🏆 ClueWeb-Reco Leaderboard

Candidate Ranking Results

Model	Recall@10 ▼	NDCG@10	Recall@50	NDCG@50	Recall@100	NDCG@100
DeepSeek-V3-QueryGen	0.0127	0.0082	0.0264	0.0111	0.0371	0.0129
GPT-4.1-QueryGen	0.0107	0.0050	0.0195	0.0068	0.0254	0.0077
HLLM	0.0088	0.0041	0.0137	0.0052	0.0176	0.0059
GPT-3.5-Turbo-QueryGen	0.0088	0.0027	0.0176	0.0050	0.0312	0.0072
Qwen3-235B-QueryGen	0.0088	0.0046	0.0234	0.0077	0.0303	0.0088
GPT-4o-QueryGen	0.0068	0.0042	0.0146	0.0058	0.0264	0.0077
Gemini-2.5-Flash-QueryGen	0.0068	0.0042	0.0146	0.0058	0.0264	0.0077
Claude-Sonnet-4-QueryGen	0.0068	0.0032	0.0166	0.0052	0.0215	0.0060
Kimi-K2-QueryGen	0.0039	0.0022	0.0156	0.0050	0.0234	0.0062
TASTE	0.0020	0.0015	0.0039	0.0019	0.0039	0.0019

Prompt Construction for Query Generation

To assess the generalization power of LLM-based recommenders, ClueWeb-Reco includes a query generation task.
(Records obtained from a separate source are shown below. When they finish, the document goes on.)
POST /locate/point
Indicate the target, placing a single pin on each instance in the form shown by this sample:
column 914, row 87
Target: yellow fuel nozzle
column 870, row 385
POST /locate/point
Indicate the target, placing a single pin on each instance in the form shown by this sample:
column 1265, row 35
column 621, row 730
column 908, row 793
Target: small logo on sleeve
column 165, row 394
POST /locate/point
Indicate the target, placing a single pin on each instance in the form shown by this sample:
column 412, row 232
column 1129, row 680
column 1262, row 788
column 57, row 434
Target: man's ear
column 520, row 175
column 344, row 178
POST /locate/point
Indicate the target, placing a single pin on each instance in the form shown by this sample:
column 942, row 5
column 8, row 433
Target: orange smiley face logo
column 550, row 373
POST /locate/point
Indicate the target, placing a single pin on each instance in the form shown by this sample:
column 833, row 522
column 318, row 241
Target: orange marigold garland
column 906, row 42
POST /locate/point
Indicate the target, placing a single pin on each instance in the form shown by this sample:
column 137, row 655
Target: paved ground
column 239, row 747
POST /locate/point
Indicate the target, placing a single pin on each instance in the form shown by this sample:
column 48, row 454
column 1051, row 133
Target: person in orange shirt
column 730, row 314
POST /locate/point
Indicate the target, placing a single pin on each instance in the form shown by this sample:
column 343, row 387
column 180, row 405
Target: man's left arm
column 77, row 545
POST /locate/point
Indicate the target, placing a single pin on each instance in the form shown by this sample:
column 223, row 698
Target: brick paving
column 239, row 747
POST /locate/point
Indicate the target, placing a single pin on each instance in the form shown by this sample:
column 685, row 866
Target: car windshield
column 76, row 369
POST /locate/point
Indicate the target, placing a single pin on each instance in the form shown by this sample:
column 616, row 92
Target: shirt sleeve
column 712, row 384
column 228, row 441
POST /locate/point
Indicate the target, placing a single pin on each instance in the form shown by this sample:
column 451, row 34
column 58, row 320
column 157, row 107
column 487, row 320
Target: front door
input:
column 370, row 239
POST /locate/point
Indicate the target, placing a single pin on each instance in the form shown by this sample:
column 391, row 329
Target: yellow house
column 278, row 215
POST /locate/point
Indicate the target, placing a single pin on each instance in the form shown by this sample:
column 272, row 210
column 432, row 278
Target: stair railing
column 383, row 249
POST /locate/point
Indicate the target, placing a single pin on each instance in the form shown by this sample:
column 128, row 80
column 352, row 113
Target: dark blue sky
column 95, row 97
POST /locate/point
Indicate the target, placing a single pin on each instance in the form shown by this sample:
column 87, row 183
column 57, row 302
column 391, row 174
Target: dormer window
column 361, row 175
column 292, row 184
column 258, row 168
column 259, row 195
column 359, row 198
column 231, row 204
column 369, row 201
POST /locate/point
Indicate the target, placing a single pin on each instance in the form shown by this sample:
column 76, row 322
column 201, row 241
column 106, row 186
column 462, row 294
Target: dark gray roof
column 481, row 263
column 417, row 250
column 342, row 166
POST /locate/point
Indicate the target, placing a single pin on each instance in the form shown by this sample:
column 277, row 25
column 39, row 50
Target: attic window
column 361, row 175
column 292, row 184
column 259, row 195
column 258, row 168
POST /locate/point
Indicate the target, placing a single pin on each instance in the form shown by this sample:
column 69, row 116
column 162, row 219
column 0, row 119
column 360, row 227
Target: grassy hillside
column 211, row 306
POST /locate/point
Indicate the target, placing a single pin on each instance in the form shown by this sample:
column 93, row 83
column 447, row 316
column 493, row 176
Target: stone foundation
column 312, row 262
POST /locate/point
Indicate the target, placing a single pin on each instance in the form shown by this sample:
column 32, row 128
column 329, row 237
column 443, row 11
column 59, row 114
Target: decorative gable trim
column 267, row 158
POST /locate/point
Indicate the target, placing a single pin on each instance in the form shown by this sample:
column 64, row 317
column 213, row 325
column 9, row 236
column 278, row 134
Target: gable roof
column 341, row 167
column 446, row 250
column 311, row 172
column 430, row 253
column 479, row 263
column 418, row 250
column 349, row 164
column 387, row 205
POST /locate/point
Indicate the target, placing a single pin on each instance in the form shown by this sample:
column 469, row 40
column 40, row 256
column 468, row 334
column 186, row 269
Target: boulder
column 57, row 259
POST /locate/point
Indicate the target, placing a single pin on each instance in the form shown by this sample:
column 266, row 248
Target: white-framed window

Browsing history titles are formatted into a prompt, and LLMs are asked to infer the next likely interest without rephrasing. The generated query is then embedded and matched to the candidate pool via dense retrieval.

Note: Prompt design plays a critical role in the performance of LLM-QueryGen models. ORBIT encourages community contributions of custom prompts to better reflect the strengths and nuances of each language model.